El presidente ejecutivo de Cox, Enrique Riquelme, refrenda la apuesta de la compañía por el país latinoamericano, del que destaca su marco regulatorio estable, una demanda energética creciente y un alto potencial renovable que lo hace “tremendamente atractivo”.
“Nuestro principal mercado, absolutamente, es México. Es un mercado que crece, con una industrialización elevada, una demanda energética que aumenta anualmente y además no está satisfecha, y que tiene la materia prima necesaria, que es la parte eólica, solar y de gas. Además, tiene un gran vecino y una alta capacidad de talento. El momento es ahora”, explica Riquelme.
Riquelme destaca que, en un contexto de “regulación totalmente estable y justa para el sistema eléctrico”, la empresa espera invertir alrededor de 6,000 millones de dólares en proyectos de infraestructura de energía y agua, así como en los polos de desarrollo.

El hito mexicano
Riquelme señala el inicio de una “nueva etapa” para la empresa, marcada por la compra de activos de Iberdrola en México, una operación de 4,000 millones de dólares mediante la cual Cox ha incorporado una plataforma de generación con capacidad instalada de 2.600 MW y es la mayor suministradora privada de México, con más del 25% de cuota de mercado. Esta transacción, añade, fue financiada por importantes bancos internacionales de primer nivel, lo que refleja la confianza en México.

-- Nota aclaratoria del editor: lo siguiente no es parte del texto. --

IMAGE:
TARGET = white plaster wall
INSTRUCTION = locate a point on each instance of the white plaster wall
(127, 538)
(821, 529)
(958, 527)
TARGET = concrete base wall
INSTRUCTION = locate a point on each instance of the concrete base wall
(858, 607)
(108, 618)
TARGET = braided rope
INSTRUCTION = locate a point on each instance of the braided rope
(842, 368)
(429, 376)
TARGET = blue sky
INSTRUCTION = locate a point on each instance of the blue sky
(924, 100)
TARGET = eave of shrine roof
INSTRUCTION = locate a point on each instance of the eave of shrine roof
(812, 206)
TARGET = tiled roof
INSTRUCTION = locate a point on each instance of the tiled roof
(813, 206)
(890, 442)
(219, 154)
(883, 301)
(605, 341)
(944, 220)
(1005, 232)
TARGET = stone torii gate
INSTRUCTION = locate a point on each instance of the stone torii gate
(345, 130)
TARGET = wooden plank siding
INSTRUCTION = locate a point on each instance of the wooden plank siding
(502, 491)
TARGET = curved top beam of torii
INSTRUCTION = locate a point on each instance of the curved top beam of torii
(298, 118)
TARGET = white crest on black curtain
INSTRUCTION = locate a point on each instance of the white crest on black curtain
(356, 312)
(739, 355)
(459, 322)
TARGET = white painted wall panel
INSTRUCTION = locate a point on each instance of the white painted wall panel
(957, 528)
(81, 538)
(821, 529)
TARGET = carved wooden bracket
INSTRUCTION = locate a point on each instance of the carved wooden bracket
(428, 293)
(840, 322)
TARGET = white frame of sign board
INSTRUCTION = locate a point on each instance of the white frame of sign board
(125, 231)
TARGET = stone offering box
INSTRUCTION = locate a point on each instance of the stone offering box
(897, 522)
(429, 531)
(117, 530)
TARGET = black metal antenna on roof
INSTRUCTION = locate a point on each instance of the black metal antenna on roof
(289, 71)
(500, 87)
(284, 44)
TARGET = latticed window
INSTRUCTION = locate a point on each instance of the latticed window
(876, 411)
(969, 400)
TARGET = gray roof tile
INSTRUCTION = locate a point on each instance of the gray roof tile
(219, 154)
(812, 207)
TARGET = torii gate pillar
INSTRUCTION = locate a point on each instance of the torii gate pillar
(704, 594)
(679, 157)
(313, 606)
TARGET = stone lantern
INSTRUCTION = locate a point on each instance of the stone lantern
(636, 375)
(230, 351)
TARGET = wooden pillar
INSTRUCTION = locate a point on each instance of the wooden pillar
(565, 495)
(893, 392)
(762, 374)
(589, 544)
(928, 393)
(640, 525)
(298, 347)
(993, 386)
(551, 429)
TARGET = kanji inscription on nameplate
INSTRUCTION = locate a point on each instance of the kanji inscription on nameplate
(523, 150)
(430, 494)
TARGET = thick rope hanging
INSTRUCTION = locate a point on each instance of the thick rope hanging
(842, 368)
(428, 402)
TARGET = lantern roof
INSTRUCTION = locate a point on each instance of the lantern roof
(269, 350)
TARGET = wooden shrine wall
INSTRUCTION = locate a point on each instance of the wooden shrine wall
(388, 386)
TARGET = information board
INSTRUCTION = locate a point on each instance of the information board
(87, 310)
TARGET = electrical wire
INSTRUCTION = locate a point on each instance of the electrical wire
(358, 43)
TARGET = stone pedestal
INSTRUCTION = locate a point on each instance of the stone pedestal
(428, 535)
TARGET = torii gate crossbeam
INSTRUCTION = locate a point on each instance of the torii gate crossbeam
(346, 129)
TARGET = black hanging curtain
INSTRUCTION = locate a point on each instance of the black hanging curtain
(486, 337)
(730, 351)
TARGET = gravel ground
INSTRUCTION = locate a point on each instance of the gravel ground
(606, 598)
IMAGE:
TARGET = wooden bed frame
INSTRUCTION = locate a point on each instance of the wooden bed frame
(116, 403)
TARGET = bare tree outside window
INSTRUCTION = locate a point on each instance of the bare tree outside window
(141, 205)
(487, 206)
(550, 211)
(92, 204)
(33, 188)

“Se trata del principal hito estratégico del año. Es una operación que cambia la escala de Cox y refuerza de forma muy significativa la calidad y recurrencia de nuestro negocio. Con esta adquisición incorporamos una plataforma integrada con una posición diferencial en un mercado estratégico para el Grupo. Siendo la única plataforma verticalmente integrada de México”, agrega.
A esta operación se le suma la reciente colocación de 2,000 millones de dólares en el mercado estadounidense, que generó un interés sin precedentes y supone el respaldo definitivo a la compra de Iberdrola México por parte de Cox, así como la validación de su estrategia, disciplina financiera y perspectivas futuras.

“Estamos bajo un perímetro regulatorio y en un momento del país tremendamente atractivo para todos los inversores a nivel global. Confiamos en el mercado, confiamos en el país y en la integración que estamos viendo. Hay muchísimas oportunidades”, concluye Riquelme.